Peripheral blood samples were drawn from the antecubital vein of the nonparalyzed
arm, with minimal stasis, by means of a clean venipuncture. The blood samples
were collected into siliconized tubes that contained one-tenth volume of 3.8%
trisodium citrate, and were then centrifuged at 2300g
for 15 minutes at room temperature. These plasma samples were stored at -70°C
until used. The concentration of thrombin-antithrombin complex (TAT), prothrombin
fragment1 + 2 (F1 + 2), and cross-linked D-dimer (XDP)

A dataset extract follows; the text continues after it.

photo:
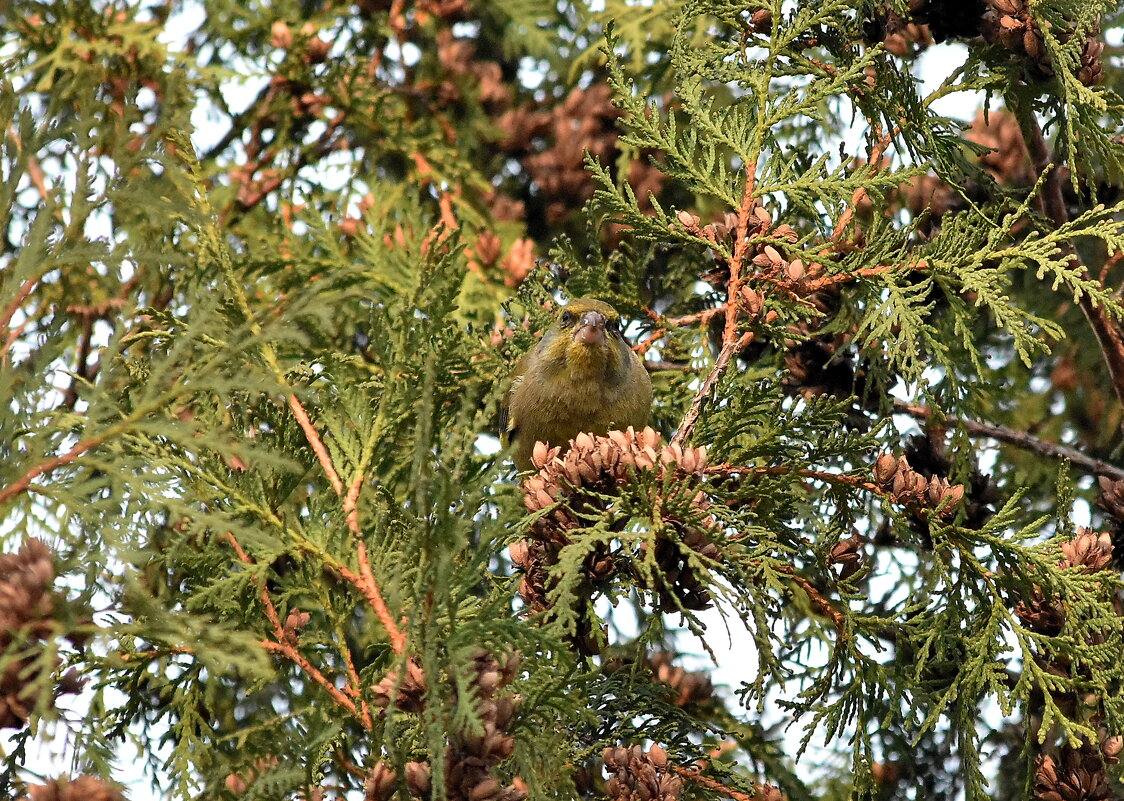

was measured by enzyme-linked immunosorbent assays. Samples with TAT values
above the detection limit of the assays (60 ng/mL) were excluded from further
analysis because they were considered to be likely artifacts. In each patient,
brain MRI scans were performed to measure the size of the brain.
IMAGE ANALYSIS
Using computer-assisted image analysis of the MRI, the ventricular area–cranial
space area ratio was measured as an index of brain atrophy as previously described.14 Briefly, monochromatic photo images of the MRI at
the level of the basal ganglia and thalamus were digitized on a Macintosh
computer (PC7500; Apple Computers, Cupertino, Calif) with an LS-1000 film
scanner (Nikon, Tokyo, Japan) at a resolution of 1350 dots per inch. The images
were stored as 8-bit gray scale JPEG files (256 shades of gray), and the image
files were analyzed using National Institutes of Health image analyzer software
(National Institutes of Health, Bethesda, Md).
STATISTICAL ANALYSIS
The statistical significance of the intergroup differences was assessed
by the  2 test for categorical variables and by the Kruskal-Wallis
and Mann-Whitney U tests for continuous variables
using StatView II software (version 5.0 for Macintosh; SAS Institute, Cary,
NC). The association between the hemostatic markers and other variables was
first tested by a univariate logistic regression analysis. Covariates significant
at the P<.05 critical level were entered into
the multivariate model.
RESULTS
The 29 patients with BD all showed confluent or irregular periventricular
hyperintensities on their MRI scans, with varying degrees of lacunar infarction
in the basal ganglia and white matter. The severity of the dementia was mild
to severe, with CDR scores ranging from 1 to 3 and with MMSE/HDSR scores between
8/30 and 22/30. Other abnormal neurological findings included abulia, unsteady
gait, dysarthria, incontinence, sensory deficits, and hemiparesis. None of
the patients with BD fulfilled the modified version of the clinical criteria
on disseminated intravascular coagulation established by the Research Committee
of the Japanese Ministry of Health and Welfare (Tokyo).15
Family history was unremarkable in these patients.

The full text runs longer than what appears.